Investing in expanded water services could improve the situation for women and underserved communities, according to a report from Harvard Law School’s International Human Rights Clinic and the Center for Economic and Social Rights
Low-income residents of Delhi suffer from unequal access to water – and inaction by governments, coupled with climate change, is likely to make the situation even more dire for millions of people. That is the conclusion reached by a new report released by Harvard Law School’s International Human Rights Clinic (IHRC), in conjunction with the Center for Economic and Social Rights (CESR).
“Our report shows that, without urgent government action, millions of Delhi residents could lack consistent access to clean water in the very near future,” said Aminta Ossom, the IHRC instructor who supervised research for the report. “Inaction in this context threatens the right to water, which is guaranteed under international human rights law.”
Because Delhi does not generally extend water pipelines to homes in the city’s growing number of unplanned communities, poor residents – and low-income women in particular – face mounting barriers to collecting and storing water, even as India contends with increasing heat, finds the report, which was released during the UN Climate Ambition Summit.
The Delhi water authority delivers water to the city’s unplanned colonies by community taps, tanker trucks, or wells, all of which provide smaller amounts of water on a more irregular basis than the in-home taps present in wealthier areas. This system means that low-income residents often travel long distances and wait longer to acquire water during limited distribution times. They also devote a significantly higher portion of their income – around 15 percent – to obtaining, treating, and storing water, according to estimates included in the report.
“The decision not to extend water pipelines to homes in Delhi’s unplanned colonies is a consequential one,” Ossom said. “Low-income residents of the city, who reside in those areas, end up depending on more precarious water delivery systems. Our report shows that climate change puts those systems under intense pressure.”

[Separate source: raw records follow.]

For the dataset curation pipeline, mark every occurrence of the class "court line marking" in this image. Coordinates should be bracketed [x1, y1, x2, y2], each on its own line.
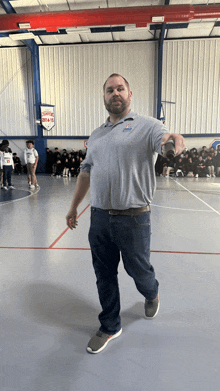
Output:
[0, 186, 40, 205]
[172, 179, 220, 216]
[0, 246, 219, 255]
[48, 203, 91, 249]
[151, 204, 215, 212]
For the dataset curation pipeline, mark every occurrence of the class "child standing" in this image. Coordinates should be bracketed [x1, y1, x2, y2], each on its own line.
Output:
[1, 147, 15, 190]
[24, 140, 39, 189]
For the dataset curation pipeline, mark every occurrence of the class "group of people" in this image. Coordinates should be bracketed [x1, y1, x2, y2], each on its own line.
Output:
[0, 140, 39, 190]
[46, 148, 86, 178]
[156, 144, 220, 178]
[0, 141, 87, 190]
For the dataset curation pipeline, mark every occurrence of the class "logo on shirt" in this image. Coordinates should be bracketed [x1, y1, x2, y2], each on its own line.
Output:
[123, 124, 132, 132]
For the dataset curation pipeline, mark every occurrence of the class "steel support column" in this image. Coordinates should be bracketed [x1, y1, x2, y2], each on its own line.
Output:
[0, 0, 16, 14]
[157, 23, 166, 121]
[25, 40, 46, 172]
[0, 0, 46, 172]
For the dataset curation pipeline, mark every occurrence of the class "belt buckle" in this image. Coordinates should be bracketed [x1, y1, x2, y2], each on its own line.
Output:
[109, 209, 118, 215]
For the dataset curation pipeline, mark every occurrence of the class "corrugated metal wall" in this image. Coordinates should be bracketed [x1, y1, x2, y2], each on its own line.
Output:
[39, 42, 157, 137]
[1, 38, 219, 139]
[0, 47, 36, 138]
[162, 38, 220, 135]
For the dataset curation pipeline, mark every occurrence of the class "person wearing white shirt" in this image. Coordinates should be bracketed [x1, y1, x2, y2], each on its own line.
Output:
[24, 140, 39, 189]
[0, 147, 15, 190]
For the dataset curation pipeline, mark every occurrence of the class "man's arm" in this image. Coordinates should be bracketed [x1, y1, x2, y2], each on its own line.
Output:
[24, 150, 27, 165]
[66, 172, 90, 229]
[161, 133, 185, 157]
[35, 155, 39, 167]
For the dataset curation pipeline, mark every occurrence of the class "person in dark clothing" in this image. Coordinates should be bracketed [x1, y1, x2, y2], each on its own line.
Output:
[214, 145, 220, 176]
[199, 146, 208, 159]
[69, 157, 77, 177]
[182, 152, 189, 168]
[162, 157, 175, 177]
[13, 153, 22, 174]
[54, 158, 63, 177]
[185, 157, 198, 177]
[74, 155, 81, 176]
[46, 148, 54, 174]
[155, 155, 165, 176]
[205, 154, 215, 177]
[61, 151, 68, 164]
[53, 148, 61, 163]
[197, 156, 209, 177]
[175, 157, 185, 177]
[62, 158, 70, 177]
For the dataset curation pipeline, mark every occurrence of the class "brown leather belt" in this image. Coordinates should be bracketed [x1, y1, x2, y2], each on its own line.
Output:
[108, 205, 150, 216]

The report also concludes that climate change amplifies the inequality that the communities face by reducing and worsening their water supply. Areas with already limited water availability are more affected by water scarcity. Temperature spikes heighten the demand for water while increasing the physical stressors of collecting it. Higher temperatures also reduce the amount of oxygen that water holds, which affects its taste, odor, and appearance, while floods from high-intensity storms degrade water sources.

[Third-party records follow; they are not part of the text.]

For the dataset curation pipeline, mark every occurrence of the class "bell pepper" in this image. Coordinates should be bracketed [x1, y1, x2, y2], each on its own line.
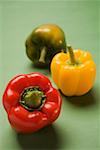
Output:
[2, 73, 62, 133]
[25, 24, 66, 67]
[51, 45, 96, 96]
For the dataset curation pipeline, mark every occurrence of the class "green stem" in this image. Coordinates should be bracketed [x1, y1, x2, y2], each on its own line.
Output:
[67, 45, 76, 65]
[39, 47, 47, 63]
[20, 87, 46, 111]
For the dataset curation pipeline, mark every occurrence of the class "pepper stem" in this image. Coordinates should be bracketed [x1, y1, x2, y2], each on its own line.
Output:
[20, 87, 46, 111]
[24, 91, 43, 108]
[67, 45, 76, 65]
[39, 47, 47, 63]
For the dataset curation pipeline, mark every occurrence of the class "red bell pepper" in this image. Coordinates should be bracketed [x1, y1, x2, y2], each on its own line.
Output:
[3, 73, 62, 133]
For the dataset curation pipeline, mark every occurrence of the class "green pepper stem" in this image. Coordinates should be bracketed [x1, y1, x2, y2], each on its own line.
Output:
[39, 47, 47, 63]
[67, 45, 76, 65]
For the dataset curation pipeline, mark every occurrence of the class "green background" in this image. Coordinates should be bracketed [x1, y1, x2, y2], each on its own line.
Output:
[0, 1, 100, 150]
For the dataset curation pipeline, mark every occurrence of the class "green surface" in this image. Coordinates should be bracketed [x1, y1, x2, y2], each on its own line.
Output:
[0, 1, 100, 150]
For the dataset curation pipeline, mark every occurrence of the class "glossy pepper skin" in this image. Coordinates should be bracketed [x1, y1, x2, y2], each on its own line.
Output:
[2, 73, 62, 133]
[51, 46, 96, 96]
[25, 24, 66, 67]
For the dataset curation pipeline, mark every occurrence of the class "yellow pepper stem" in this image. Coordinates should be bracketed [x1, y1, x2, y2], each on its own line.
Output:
[67, 45, 76, 65]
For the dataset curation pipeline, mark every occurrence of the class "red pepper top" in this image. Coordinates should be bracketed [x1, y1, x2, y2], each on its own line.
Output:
[3, 73, 62, 133]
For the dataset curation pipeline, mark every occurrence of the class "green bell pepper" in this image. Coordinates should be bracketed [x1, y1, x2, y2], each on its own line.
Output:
[25, 24, 67, 67]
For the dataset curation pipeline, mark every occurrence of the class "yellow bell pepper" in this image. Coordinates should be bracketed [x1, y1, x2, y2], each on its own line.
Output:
[51, 46, 96, 96]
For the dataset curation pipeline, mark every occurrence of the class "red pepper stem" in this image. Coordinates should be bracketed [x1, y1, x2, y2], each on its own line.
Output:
[20, 87, 46, 111]
[67, 45, 76, 65]
[39, 47, 47, 63]
[24, 91, 42, 108]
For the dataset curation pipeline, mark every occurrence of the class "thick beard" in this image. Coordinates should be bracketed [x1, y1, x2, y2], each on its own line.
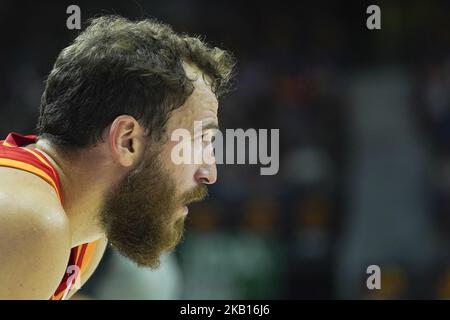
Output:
[99, 148, 184, 269]
[99, 147, 208, 269]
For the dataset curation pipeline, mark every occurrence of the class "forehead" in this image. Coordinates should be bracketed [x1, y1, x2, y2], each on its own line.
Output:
[166, 64, 219, 131]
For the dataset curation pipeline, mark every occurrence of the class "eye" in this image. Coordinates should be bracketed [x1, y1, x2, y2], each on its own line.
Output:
[201, 130, 215, 143]
[202, 133, 212, 142]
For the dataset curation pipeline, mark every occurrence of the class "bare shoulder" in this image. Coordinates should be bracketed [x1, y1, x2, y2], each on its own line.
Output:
[0, 166, 71, 299]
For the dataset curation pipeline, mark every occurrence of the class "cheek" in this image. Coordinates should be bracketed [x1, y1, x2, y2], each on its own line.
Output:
[161, 141, 198, 191]
[173, 164, 197, 191]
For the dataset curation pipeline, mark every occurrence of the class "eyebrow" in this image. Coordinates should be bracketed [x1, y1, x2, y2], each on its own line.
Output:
[201, 121, 219, 132]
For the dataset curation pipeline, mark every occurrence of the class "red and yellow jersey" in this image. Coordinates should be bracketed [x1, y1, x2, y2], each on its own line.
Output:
[0, 132, 98, 300]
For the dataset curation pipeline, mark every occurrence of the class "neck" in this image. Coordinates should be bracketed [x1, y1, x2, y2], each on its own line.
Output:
[32, 139, 113, 247]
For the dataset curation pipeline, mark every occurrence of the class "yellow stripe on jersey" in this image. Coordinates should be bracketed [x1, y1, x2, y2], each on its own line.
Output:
[21, 148, 59, 183]
[0, 158, 61, 201]
[80, 242, 98, 276]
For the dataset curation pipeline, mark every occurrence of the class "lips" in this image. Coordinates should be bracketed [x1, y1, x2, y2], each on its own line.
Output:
[183, 198, 201, 208]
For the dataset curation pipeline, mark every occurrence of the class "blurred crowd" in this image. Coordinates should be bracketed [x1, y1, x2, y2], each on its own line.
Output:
[1, 0, 450, 299]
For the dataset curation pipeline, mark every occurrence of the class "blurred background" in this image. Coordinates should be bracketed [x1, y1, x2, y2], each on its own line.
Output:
[1, 0, 450, 299]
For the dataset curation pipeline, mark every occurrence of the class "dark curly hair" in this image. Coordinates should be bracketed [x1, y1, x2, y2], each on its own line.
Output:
[37, 15, 236, 148]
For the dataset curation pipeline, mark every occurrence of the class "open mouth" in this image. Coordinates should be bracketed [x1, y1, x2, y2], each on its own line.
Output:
[184, 195, 204, 206]
[179, 186, 208, 217]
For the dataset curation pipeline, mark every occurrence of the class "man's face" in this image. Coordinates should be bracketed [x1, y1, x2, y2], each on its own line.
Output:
[99, 64, 218, 268]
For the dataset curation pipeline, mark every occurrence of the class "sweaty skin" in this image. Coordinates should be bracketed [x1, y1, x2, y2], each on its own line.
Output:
[0, 63, 218, 299]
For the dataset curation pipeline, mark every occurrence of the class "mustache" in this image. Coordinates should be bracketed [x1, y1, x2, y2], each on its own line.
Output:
[180, 184, 209, 206]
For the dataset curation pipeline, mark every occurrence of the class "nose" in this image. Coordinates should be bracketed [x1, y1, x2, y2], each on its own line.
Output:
[194, 165, 217, 185]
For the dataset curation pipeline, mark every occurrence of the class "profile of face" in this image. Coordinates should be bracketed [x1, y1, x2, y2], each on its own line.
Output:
[99, 64, 219, 268]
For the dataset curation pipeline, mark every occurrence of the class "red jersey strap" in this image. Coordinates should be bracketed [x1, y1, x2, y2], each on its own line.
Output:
[50, 241, 98, 300]
[0, 133, 63, 203]
[1, 132, 38, 148]
[0, 132, 99, 300]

Inaction has gendered impacts, the report shows. “Women and girls are the ones tasked with collecting water for their families,” said Alina Saba, a climate justice campaigner with CESR. “They will have to spend even more hours each day collecting water, which steals time from their educational and income-generating activities, increases the burden of their care work, and has consequent impacts on their human rights to education and sanitation.”

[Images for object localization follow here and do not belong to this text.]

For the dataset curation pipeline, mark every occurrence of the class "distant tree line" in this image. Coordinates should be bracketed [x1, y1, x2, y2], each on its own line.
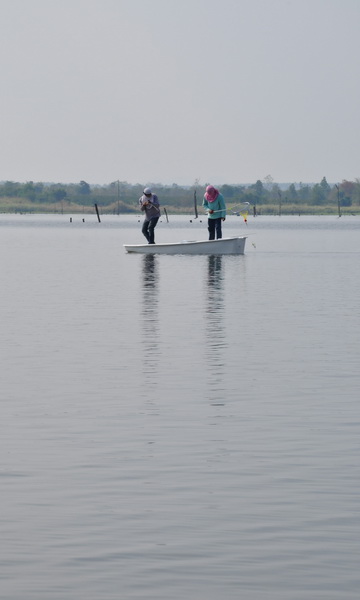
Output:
[220, 176, 360, 208]
[1, 176, 360, 212]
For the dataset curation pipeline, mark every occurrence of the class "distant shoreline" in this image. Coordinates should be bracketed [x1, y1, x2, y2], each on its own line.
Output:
[1, 203, 359, 217]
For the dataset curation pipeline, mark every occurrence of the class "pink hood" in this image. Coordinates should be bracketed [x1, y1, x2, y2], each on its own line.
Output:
[205, 185, 219, 203]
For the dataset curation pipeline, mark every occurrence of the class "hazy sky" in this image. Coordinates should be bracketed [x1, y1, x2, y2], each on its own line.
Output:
[1, 0, 360, 186]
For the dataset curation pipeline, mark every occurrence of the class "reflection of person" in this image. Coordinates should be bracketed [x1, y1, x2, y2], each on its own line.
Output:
[142, 254, 157, 289]
[202, 185, 226, 240]
[141, 254, 159, 372]
[139, 187, 160, 244]
[207, 255, 223, 290]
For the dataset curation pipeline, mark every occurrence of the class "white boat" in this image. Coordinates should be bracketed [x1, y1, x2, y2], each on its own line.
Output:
[124, 236, 246, 255]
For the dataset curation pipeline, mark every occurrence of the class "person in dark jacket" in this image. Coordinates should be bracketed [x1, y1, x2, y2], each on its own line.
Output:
[139, 187, 161, 244]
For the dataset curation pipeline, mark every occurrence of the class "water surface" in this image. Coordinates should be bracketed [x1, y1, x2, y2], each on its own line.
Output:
[1, 214, 360, 599]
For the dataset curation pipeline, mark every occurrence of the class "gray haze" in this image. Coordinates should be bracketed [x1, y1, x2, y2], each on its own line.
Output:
[1, 0, 359, 185]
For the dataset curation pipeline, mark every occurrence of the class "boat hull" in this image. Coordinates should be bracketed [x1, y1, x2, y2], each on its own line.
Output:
[124, 236, 246, 255]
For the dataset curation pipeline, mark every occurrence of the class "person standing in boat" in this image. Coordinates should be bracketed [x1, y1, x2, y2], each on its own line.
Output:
[139, 187, 161, 244]
[202, 185, 226, 240]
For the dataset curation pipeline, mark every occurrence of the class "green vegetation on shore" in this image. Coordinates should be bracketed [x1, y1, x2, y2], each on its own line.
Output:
[1, 177, 360, 216]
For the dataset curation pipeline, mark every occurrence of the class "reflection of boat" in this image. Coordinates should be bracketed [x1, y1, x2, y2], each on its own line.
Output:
[124, 236, 246, 255]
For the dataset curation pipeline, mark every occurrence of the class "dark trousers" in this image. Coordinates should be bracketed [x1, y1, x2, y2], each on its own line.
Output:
[208, 217, 222, 240]
[142, 217, 159, 244]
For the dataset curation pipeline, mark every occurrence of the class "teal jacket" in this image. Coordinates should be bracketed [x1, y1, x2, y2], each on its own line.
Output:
[202, 193, 226, 219]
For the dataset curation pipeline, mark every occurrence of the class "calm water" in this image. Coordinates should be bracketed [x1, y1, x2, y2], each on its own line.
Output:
[1, 214, 360, 599]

The report suggests measures that the Government of India and the Delhi government could take to protect the right to water. “One way to improve the situation would be to increase resources for water service delivery by raising tax and non-tax revenue streams,” said Ossom. “Expanding the water supply for unconnected households and monitoring water delivery in a disaggregated fashion would also help reduce inequality.”
The authors do not let wealthy governments off the hook. “Wealthy countries that have contributed the most to historical greenhouse gas emissions have skirted their responsibility to finance climate action,” said Saba. “They should deliver on their commitments by providing the 100 billion dollars a year that they promised a decade ago to developing countries and rapidly increase climate funding. At the upcoming UN Climate Change Conference, governments should agree on a transparent and equitable structure for the Loss and Damage Fund,” she said.
Harvard Law students followed an innovative method designed by CESR, called OPERA, when conducting research for the report. The approach aims to reveal seemingly invisible policy choices that contribute to socio-economic inequality, resulting in economic and social deprivations. The report draws from 200 written sources in addition to interviews with subject-matter experts and community representatives.